James A. Peterson, Ed.D., Research Ethnographer / Program Manager, Johns Hopkins University, Bloomberg School of Public Health, Baltimore, Maryland, USA

Serdar Kaya, M.S., Network Systems Manager, Johns Hopkins University, Baltimore, Maryland, USA

Abstract: In this article, the authors describe the process of converting from analog to digital audio data. They address the step-by-step decisions that they made in selecting hardware and software for recording and converting digital audio, issues of system integration, and cost considerations. The authors present a brief description of how digital audio is being used in their current research project and how it has enhanced the “quality” of their qualitative research.

Keywords: digital audio, qualitative analysis software, recording equipment, system compatibility

Citation information:
Mitchell, S. G., Peterson, J. A., & Kaya, S. (2004). Making the switch to digital audio. International Journal of Qualitative Methods, 3(4), Article 6. Retrieved INSERT DATE from http://www.ualberta.ca/~iiqm/backissues/3_4/html/mitchell.html


At The Lighthouse (a community-based research unit of the Department of Health Policy and Management of the Johns Hopkins Bloomberg School of Public Health), we conduct community-based HIV/AIDS prevention research with injection drug users.
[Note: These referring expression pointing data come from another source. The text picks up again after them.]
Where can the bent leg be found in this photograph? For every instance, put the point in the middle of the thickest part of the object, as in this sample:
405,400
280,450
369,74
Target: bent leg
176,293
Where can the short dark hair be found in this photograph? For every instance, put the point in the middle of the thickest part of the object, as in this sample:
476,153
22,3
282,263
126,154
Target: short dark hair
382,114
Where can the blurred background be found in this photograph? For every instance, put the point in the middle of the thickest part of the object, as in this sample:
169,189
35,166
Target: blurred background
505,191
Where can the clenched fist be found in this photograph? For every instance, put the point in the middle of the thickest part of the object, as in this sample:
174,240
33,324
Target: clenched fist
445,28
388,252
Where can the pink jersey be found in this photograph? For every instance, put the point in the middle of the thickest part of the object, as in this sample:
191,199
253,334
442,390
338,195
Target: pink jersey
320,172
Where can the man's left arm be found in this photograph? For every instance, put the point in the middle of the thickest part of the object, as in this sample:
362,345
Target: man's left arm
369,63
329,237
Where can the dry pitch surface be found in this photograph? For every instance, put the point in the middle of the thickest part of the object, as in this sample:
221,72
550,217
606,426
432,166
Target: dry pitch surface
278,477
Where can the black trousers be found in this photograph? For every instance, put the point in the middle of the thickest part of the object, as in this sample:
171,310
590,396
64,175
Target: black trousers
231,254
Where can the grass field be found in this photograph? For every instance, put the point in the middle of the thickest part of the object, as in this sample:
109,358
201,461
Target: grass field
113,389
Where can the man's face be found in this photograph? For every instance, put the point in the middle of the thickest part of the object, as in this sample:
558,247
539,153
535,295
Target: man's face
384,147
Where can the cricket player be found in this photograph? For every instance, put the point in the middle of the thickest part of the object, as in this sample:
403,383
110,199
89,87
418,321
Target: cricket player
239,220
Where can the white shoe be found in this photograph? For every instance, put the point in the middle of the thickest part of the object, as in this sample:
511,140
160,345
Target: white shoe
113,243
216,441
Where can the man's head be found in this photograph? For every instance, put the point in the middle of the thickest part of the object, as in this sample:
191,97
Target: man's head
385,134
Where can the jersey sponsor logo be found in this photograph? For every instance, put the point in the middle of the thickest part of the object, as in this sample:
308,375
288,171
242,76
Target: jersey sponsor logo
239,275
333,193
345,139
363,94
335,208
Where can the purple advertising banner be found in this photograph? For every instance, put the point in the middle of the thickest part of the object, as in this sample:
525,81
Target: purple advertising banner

We use qualitative research methods, such as individual interviews or focus groups, in all phases of our interventions, from formulation to implementation to evaluation. On previous projects, we have done things the old-fashioned way, using cassette tapes with grainy sound quality, no matter how expensive the recorder, and working with transcriptionists who charge U.S.$200 for a Word document that still needs to be “cleaned” before it can be analyzed. This process includes keeping track of multiple copies of cassettes, having limited access to the tapes (depending on how many copies were made), and making decisions about when to archive the cassettes, when to tape over them, what to have transcribed, and when to have the transcriptions done. For our newest HIV prevention project, we decided to “go digital,” an intuitively simple yet technically complex change requiring research into a variety of software, hardware, and compatibility issues. By describing our transition to digital audio, we hope to show other qualitative researchers one approach for how the process can be accomplished.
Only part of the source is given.